The problem with America – or a problem – is that we seem congenitally incapable of adhering to our own high ideals. Perhaps it is because we are comprised mainly of rejects from other countries. Or maybe it’s because the high ideals themselves are tainted by ulterior motives: The only way for the ruling class to gain support among the general populace for new paradigms is to frame the proposals in terms of inherent rights and an innate sense of justice. Indeed, the main impetus behind the American Revolution was the profits that colonial land barons were losing through taxes paid to King George. In order to convince working stiffs to do most of the fighting in that war, wealthy landowners resorted to espousing “self-evident truths” and “inalienable rights.” But once the shooting stopped, these truths and rights suddenly became less self-evident and inalienable, and working people were once again on their own. After all, what difference did it make to them whether they paid their taxes to a king in England or a congress in Washington? Shays’ Rebellion in 1786 and the Whiskey Rebellion eight years later vividly illustrate the alacrity with which early American rulers donned the crown they had knocked from George’s head.

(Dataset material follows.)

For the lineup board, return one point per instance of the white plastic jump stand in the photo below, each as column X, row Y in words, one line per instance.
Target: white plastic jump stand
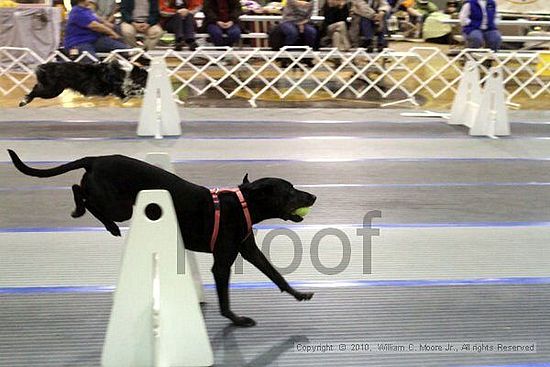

This pattern repeats itself ad nauseam throughout American history. “Remember the Alamo” was the cry for justice that accompanied the shameless land-grab of the Mexican-American War. “Popular Sovereignty” was the principle behind Stephen Douglas’ westward railroad scheme that led inevitably to the Civil War. And as General Smedley Darlington Butler points out in his 1935 screed, War Is a Racket, “Woodrow Wilson was re-elected president in 1916 on a platform that he had kept us out of war, and on the implied promise that he would keep us out of war. Yet five months later, he asked Congress to declare war on Germany. What caused our government to change its mind so suddenly? Money.”
Time and again, the quest for corporate profit has drawn America into costly and unnecessary wars having nothing whatsoever to do with national security.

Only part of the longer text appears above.